May 2009

Molybdenum, served with beer

A transition metal and a Germanic elixir enliven the CIM Los Andes Branch annual meeting

By S. Tarbutt


On December 15, the CIM Los Andes Branch held the last monthly meeting for 2008. A lecture was given by Gabriel Gutierrez, vice president, engineering development for Molibdenos y Metales S.A., or Molymet, as it is more generally known. The company produces various molybdenum commercial products as well as rhenium.

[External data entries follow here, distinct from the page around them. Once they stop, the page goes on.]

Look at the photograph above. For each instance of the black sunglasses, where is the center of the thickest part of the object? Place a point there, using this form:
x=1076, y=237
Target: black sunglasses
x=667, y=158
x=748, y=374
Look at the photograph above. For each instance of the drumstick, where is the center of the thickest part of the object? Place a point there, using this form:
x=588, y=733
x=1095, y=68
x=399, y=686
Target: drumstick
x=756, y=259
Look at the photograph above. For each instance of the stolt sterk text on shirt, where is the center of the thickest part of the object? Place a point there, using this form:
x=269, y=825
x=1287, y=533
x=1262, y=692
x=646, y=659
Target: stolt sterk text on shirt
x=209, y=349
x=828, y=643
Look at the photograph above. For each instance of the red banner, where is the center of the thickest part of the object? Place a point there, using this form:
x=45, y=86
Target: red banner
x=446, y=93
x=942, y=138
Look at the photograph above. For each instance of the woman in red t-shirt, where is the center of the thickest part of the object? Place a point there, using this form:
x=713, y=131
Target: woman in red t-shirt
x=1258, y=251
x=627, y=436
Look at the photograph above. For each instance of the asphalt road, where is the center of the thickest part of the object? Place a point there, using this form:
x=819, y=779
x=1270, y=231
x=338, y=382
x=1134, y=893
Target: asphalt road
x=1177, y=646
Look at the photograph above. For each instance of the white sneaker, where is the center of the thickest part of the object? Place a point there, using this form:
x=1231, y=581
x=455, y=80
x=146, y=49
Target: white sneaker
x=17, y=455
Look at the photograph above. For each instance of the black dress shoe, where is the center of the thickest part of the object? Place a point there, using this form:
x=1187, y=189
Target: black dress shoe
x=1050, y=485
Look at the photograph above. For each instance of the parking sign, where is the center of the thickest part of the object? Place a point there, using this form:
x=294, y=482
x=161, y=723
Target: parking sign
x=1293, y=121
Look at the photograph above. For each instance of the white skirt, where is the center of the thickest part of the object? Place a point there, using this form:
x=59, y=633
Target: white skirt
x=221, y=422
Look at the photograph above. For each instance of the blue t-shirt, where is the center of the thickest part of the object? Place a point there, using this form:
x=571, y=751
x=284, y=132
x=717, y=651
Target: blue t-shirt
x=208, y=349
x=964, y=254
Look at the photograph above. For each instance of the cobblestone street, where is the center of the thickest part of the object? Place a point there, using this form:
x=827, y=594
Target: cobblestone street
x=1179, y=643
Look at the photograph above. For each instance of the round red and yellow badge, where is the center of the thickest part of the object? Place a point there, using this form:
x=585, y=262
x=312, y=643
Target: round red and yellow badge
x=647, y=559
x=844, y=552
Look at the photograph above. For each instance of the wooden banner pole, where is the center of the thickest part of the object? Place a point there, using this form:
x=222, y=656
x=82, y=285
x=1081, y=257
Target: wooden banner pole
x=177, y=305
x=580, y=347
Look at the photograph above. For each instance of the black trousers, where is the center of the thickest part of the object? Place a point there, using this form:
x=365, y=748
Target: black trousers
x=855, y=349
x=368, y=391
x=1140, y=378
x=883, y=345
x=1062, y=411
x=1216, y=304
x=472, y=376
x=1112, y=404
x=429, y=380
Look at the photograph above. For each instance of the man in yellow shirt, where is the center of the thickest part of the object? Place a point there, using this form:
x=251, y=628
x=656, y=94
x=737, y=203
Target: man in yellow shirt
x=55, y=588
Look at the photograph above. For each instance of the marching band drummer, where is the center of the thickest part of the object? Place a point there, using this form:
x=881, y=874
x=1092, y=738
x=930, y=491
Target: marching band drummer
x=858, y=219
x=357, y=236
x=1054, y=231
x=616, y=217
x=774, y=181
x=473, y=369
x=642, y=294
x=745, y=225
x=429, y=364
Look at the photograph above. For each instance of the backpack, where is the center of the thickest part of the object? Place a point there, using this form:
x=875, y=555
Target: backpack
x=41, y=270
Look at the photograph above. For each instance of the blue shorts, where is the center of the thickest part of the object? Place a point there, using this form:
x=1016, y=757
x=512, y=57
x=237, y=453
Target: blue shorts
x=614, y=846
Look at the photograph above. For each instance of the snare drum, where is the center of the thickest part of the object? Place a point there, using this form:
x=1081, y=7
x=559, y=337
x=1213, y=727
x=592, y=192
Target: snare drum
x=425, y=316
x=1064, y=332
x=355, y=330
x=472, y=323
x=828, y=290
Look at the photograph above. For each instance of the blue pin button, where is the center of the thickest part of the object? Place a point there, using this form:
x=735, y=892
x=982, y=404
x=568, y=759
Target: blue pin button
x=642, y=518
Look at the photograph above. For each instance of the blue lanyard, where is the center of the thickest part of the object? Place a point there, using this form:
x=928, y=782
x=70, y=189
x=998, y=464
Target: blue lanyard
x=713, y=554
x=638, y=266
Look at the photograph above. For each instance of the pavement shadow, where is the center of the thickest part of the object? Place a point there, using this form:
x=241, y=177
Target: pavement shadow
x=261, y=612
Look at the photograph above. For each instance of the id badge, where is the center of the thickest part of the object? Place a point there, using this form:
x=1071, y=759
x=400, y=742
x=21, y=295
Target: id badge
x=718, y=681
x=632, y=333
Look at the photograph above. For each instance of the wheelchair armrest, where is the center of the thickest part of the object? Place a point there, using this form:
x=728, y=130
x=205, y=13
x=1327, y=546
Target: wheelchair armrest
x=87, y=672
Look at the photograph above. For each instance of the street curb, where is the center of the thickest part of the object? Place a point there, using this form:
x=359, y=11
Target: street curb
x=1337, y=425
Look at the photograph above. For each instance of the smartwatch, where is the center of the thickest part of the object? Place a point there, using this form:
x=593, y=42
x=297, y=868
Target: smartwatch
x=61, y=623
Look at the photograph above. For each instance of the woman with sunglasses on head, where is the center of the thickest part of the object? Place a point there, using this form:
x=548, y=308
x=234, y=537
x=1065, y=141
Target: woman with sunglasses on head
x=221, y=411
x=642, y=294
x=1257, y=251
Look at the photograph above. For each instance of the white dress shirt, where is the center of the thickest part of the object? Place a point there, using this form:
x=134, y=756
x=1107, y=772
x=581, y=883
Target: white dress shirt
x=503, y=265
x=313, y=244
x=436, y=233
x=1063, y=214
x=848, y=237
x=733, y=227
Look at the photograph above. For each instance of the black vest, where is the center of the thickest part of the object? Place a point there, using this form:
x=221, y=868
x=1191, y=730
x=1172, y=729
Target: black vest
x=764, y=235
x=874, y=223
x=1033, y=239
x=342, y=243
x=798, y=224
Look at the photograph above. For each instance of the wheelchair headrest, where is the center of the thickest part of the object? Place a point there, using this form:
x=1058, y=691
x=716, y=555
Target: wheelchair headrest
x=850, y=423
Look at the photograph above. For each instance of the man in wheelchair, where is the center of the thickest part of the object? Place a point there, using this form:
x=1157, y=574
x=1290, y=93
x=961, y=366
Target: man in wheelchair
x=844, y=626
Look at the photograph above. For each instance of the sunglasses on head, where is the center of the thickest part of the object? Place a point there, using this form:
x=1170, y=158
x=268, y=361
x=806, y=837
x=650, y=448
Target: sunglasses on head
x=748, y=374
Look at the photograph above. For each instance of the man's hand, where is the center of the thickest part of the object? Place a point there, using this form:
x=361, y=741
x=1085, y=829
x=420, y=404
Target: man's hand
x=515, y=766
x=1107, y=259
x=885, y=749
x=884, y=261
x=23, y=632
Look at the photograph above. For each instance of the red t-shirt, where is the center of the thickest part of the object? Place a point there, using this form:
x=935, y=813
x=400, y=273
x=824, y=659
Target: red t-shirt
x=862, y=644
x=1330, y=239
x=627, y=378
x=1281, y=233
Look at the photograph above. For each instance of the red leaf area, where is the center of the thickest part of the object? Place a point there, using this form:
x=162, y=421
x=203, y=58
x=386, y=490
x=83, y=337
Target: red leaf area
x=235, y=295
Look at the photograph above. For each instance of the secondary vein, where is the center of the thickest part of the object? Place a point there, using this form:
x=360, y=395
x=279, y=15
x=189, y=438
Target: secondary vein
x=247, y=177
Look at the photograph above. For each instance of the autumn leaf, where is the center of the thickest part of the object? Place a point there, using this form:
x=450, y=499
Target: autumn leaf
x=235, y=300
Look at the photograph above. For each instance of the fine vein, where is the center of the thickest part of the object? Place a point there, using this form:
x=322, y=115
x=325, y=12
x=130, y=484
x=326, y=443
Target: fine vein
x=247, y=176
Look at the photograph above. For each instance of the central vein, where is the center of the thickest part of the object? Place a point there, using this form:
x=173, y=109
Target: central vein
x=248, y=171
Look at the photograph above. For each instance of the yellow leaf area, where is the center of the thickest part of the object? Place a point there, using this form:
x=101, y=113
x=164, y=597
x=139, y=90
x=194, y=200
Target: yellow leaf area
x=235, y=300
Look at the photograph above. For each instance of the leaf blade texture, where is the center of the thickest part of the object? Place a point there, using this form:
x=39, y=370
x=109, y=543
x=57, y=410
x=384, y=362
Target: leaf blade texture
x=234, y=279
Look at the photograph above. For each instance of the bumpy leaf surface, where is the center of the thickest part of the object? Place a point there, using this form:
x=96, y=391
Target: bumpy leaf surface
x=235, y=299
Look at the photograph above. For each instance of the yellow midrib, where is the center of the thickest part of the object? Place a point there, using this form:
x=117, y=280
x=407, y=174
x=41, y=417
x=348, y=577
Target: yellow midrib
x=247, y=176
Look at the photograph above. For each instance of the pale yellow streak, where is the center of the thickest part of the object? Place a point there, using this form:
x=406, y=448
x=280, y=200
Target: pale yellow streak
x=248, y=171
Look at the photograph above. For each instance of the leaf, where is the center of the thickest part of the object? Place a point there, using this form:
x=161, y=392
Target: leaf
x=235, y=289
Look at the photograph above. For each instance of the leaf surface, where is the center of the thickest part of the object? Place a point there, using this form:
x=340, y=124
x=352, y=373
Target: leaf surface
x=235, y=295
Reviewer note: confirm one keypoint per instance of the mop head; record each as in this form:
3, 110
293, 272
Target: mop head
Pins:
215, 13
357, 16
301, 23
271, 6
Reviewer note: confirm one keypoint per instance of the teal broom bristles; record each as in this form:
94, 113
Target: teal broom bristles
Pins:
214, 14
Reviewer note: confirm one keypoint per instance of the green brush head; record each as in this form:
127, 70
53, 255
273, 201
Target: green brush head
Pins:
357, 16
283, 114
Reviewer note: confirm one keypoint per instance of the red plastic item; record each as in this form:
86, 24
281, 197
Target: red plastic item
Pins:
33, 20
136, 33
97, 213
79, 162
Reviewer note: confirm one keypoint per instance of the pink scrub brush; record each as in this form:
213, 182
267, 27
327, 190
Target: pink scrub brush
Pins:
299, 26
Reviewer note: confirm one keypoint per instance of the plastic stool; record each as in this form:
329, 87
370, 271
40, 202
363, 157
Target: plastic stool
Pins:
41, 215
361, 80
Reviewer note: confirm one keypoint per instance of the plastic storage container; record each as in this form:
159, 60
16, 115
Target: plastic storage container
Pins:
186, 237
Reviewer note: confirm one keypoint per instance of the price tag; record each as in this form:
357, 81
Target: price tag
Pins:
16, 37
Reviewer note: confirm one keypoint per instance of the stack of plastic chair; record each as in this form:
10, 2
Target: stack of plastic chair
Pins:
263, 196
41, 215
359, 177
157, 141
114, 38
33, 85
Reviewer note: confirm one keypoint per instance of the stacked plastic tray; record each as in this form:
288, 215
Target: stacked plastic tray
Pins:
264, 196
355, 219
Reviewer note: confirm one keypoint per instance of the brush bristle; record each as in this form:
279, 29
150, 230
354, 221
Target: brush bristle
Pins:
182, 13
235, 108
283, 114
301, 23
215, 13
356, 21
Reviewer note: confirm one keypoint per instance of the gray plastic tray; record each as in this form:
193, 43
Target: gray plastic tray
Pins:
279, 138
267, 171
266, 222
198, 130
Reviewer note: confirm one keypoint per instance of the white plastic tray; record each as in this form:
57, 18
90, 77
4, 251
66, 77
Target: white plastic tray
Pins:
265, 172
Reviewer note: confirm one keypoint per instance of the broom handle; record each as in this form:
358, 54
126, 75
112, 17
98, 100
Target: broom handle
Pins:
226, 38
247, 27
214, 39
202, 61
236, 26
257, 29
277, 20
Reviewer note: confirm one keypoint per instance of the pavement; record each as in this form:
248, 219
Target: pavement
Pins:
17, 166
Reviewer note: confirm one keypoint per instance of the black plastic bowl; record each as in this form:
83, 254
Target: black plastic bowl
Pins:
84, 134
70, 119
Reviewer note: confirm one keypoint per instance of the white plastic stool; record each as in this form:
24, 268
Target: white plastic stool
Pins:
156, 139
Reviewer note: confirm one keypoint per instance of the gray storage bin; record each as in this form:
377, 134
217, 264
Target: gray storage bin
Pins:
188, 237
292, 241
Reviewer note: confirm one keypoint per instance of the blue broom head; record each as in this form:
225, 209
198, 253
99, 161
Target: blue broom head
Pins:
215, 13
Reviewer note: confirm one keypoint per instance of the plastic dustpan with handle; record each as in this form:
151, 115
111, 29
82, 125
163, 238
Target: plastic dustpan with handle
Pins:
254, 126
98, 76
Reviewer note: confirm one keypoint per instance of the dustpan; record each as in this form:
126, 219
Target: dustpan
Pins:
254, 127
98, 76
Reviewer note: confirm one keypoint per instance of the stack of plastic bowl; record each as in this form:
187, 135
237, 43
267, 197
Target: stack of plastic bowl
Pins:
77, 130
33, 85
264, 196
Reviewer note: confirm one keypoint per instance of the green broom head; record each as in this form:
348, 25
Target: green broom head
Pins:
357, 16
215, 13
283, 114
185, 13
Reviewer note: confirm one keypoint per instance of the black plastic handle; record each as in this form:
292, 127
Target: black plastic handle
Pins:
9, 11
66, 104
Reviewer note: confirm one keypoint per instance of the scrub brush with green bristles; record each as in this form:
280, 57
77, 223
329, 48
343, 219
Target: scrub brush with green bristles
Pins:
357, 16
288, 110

Molymet was formed in 1937 to process molybdenum concentrates in Chile, and has grown in size to represent some 34 per cent of the molybdenum and 70 per cent of the rhenium world markets. It now has other plants in Mexico, Germany and Belgium, and operates in the United States and China. It is listed on the Santiago stock exchange, and has ISO 14001 as well as OHSAS 18001 accreditation.

An interesting and varied review was presented using PowerPoint graphs and photos of the organization, the processes, the plants in the various countries, future expansion plans — including a new plant in northern Chile at Mejillones port — as well as the uses, and the shrinking market and price of molybdenum. The presentation was followed by questions from a clearly attentive audience of 50 people that included students, suppliers, engineering and mining companies, and accounting and legal personnel.

To fulfill the other objective of the meeting — that of providing a setting for an open exchange among industry personnel — the evening concluded with a buffet prepared by the Radisson Santiago Hotel and was accompanied by an excellent Chilean beer, a worthy heritage of the German settlements that made their home in the middle south of Chile in the 19th century.